Mitoizumi was discovered by Takamiyama, a famous Hawaiian born sumo wrestler, who met the 16-year-old and his brother at a department store where Takamiyama was making a personal appearance. He was persuaded to join Takasago stable and made his professional debut in March 1978. Initially fighting under his own surname of Koizumi, he switched to the shikona of Mitoizumi (reference to his birthplace) in 1981. He was troubled early in his career by illness and in 1982 he seriously injured his knee and was hospitalised for four months, causing him to miss tournaments and plunge down the rankings. This was just one of many injuries he would have to battle with over the course of his long career.
He made the breakthrough to the salaried sekitori ranks in May 1984 when he reached the jūryō division, in the same tournament in which Takamiyama announced his retirement.
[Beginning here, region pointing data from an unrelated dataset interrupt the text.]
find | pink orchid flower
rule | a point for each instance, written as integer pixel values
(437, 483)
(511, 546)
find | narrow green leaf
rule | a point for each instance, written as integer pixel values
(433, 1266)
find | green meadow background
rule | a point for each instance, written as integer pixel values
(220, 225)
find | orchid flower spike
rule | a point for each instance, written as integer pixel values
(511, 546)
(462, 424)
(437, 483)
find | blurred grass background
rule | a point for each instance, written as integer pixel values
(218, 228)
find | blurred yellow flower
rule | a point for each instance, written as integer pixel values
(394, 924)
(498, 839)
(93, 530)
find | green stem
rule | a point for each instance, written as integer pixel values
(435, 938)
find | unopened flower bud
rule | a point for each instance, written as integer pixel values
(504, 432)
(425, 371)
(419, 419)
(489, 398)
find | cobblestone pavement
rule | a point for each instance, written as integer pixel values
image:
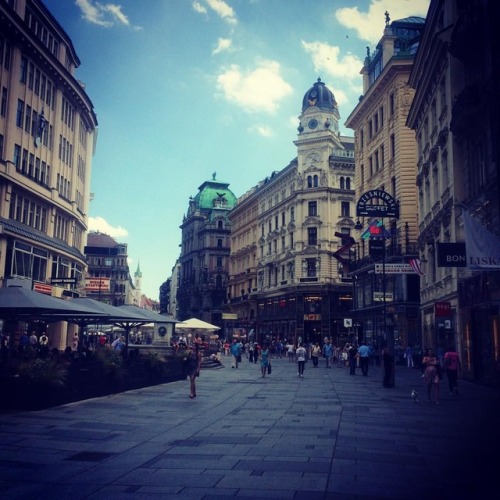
(328, 435)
Mitoizumi was promoted to the top makuuchi division just two tournaments later in September 1984. However, he was to suffer more misfortune. Just before the May 1985 tournament he was involved in a motor accident, receiving cuts to his face; and was forced to sit out part of the tournament. After the next tournament, he was demoted back to jūryō. In September 1986, after he had managed to return to the top division and reach a new highest rank of sekiwake, he injured his knee again in a bout with ōzeki Ōnokuni and returned to the second division once more. It took him until January 1988 to fight his way back to the top division, but this time he was to remain there for the next eleven years.